Maybe we need a database of which drivers need bleeder resistors and which don’t.
A database would help everyone who wants to do this I would think. It shouldn't be a guessing game.
Hmmm, sometimes his short answers need dechipering.
I think if your driver uses a Atmel ATtiny processor (5.5V max) in a 2S light (8.4v max) then it needs a Low DropOut (LDO) regulator to drop the voltage down to power that processor. My understanding of this is sketchy, but I think this is correct.
So basically I think Lexel is saying that any of the Texas Avenger 2S drivers as well as Richards 30mm FET+7135 Driver - 2S Momentary - Convoy L6 driver doesn’t need a bleeder resistor.
The stock FX-30 may or may not have an LDO. I’m not sure.
I sort of gave up on lexel with his cryptic answers. If I message him about one thing, he answers in a way that leaves too much guessing as to what is really going on. I think he's just too busy and it can be quite a bother for him getting a lot of pm's, which is easy to understand. If you are correct and I don't need to add the bleeder resistor, then I should go for the rainbow gen2 one from lexel and hope that all I need to do is solder two wires and I'm done. Thanks for helping me try and understand the whole thing!
Jason, look at the back end of the flashlight… the battery tube is ground to connect the negative end of the battery to the driver. At the switch PCB the battery tube meets the outer ring of the PCB and the battery meets the inner ring, the switch is merely breaking into the line between the end of the battery and the battery tube, giving you a cut-off to the completion of the circuit. Negative all the way. In the same way that you can bridge the battery tube to the battery with a wire, the switch breaks into this wire so you can kill it at will.
Positive from the top of the battery (cell) goes through the driver and straight to the emitter (s), the negative path is run through the driver so we can have modes. If you happen to short out the negative pad on the MCPCB with the reflector you will bypass the driver and go into direct drive only. So the driver bleeds off a wee bit of the positive to power the MCU but otherwise the + goes directly to the LED, - runs through the driver for control. The switch breaks the - path so we can kill the circuit.

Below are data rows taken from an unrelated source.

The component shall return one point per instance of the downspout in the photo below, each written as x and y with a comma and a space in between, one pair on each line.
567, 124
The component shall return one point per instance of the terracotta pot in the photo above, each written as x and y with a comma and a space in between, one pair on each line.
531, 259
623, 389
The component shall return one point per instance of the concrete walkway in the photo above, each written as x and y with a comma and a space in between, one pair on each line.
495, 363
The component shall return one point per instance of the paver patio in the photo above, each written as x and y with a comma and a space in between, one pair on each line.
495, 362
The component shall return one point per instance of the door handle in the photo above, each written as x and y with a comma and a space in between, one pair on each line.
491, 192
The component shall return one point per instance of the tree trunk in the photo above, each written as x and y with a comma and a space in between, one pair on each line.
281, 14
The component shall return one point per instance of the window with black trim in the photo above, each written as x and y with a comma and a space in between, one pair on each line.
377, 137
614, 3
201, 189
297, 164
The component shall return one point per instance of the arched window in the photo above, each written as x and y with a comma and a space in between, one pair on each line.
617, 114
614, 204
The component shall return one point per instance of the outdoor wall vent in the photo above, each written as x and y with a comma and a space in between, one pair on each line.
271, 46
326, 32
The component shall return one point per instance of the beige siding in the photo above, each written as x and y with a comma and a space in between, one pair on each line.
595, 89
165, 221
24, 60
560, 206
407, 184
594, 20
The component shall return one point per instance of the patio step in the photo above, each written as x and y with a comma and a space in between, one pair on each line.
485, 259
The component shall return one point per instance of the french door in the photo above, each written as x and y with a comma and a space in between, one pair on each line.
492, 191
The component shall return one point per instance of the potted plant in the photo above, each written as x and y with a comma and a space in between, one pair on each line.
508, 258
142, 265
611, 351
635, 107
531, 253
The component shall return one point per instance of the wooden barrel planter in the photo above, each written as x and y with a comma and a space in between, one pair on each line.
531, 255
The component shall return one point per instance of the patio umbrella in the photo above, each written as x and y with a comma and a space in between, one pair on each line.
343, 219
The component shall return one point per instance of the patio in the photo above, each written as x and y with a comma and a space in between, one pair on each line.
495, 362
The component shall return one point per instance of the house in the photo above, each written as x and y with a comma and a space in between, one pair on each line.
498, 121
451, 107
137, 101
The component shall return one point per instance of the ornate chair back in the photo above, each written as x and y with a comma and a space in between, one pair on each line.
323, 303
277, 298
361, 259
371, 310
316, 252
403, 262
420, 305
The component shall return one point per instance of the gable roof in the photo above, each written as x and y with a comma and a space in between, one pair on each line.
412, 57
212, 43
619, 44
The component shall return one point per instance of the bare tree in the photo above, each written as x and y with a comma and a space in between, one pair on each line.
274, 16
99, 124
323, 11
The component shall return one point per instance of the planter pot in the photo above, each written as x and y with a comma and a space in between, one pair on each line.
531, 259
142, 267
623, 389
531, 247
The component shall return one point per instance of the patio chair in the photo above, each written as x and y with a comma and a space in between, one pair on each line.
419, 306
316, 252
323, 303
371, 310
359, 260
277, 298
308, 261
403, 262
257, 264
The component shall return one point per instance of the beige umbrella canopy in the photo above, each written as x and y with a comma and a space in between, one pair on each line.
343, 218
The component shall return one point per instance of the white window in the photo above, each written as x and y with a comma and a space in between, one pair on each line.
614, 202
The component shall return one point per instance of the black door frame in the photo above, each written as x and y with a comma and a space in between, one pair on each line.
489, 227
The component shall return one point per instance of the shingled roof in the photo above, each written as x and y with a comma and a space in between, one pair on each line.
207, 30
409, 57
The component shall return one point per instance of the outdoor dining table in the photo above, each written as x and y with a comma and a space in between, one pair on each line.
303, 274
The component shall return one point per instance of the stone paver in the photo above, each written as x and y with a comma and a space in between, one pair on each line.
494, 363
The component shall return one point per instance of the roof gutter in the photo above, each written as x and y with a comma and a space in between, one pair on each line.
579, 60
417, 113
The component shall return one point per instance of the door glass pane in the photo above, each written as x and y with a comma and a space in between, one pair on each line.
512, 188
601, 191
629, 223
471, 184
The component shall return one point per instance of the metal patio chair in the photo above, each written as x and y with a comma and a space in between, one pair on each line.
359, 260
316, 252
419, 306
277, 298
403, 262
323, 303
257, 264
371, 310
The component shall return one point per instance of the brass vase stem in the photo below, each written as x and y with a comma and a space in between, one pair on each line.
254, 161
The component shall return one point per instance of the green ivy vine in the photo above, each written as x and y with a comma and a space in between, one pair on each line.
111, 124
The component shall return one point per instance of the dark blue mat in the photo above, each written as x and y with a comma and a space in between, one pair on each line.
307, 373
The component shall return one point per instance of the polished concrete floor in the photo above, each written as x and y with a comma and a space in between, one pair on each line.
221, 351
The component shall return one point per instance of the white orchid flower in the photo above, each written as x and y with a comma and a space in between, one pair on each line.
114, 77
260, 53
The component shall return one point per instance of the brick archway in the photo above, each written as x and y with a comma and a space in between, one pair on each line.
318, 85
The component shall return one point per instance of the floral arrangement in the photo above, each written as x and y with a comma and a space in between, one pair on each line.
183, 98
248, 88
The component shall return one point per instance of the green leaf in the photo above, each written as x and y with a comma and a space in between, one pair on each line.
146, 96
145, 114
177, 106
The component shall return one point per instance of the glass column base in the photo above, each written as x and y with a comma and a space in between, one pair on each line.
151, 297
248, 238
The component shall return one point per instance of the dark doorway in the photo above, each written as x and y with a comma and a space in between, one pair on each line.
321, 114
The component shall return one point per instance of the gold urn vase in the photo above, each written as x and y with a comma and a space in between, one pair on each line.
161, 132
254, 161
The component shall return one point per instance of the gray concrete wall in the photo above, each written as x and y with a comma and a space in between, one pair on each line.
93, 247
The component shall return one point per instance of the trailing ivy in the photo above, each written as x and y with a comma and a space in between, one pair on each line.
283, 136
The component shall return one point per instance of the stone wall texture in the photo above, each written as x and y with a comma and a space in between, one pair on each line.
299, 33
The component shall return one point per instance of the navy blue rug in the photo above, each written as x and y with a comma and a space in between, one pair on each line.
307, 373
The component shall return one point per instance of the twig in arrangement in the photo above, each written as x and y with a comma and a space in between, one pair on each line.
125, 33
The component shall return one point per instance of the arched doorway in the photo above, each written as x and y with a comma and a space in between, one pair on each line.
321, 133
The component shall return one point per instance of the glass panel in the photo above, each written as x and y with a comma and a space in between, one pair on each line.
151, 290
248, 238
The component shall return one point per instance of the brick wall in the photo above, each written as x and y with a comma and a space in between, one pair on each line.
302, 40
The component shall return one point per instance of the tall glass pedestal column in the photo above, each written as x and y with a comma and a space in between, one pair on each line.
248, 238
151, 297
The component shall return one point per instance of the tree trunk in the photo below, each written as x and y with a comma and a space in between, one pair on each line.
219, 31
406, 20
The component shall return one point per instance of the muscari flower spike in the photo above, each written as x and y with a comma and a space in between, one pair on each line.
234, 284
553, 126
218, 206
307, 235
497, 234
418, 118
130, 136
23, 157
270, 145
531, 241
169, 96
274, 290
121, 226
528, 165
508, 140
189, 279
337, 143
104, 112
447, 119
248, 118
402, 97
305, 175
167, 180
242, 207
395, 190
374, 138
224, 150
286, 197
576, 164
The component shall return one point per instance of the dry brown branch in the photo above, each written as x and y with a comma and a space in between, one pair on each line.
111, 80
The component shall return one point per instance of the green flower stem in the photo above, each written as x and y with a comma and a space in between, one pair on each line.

In an e-switch light, the emitters literally have power all the time BUT the MCU is essentially asleep when the e-switch directs it into the OFF position. This is why if the e-switch driver is not done well the parasitic drain will destroy the cell. Also why you normally have to back off the tail cap to lock it out, by backing it off you break the contact between the negative end of the cell and the battery tube effectively “switching” the light off.
Edit: Look at this picture of my Noctigon Meteor M43 set-up, I have a Master driver and 3 slaves… I only need to run positive up to the 4 triple MCPCBs and the negatives from the drivers themselves… each slave doesn’t get it’s own power as it doesn’t need it, only the signal wire to the 7135 and FET and then the Negative from the FET to the triple MCPCB. In this way, each of the 4 triple boards has it’s own driver but only one driver has the MCU with the firmware, so it’s all controlled from the same place. Positive straight up through the middle from the 4 cells positive ends, negative directly from the 7135/FET on the individual drivers. The small orange wires are the signal leads for the 7135 chip, the small green wires are the signal leads to turn on the FET.
In a way, the driver acts as a second switch, delivering the negative current through the LED in a predetermined pattern… either direct drive or PWM’d to provide lower modes. Current flows from Negative towards Positive, this is what allows this system to work the way it does.
Edit II: Sorry, I used red wires in the Negative lead position because I was out of black wire in this gauge. The Positive leads are Teflon so it was easy to see up top which was which.
klrman, the bleeder resistor actually puts some positive current into the negative circuit, such that when the light is off there is a small positive charge flowing backwards, this is what allows the lighted tail cap to work.
So that's how it works thanks! Would you know for sure if my stock L6 would need one still? I'm still not 100% sure as of this point.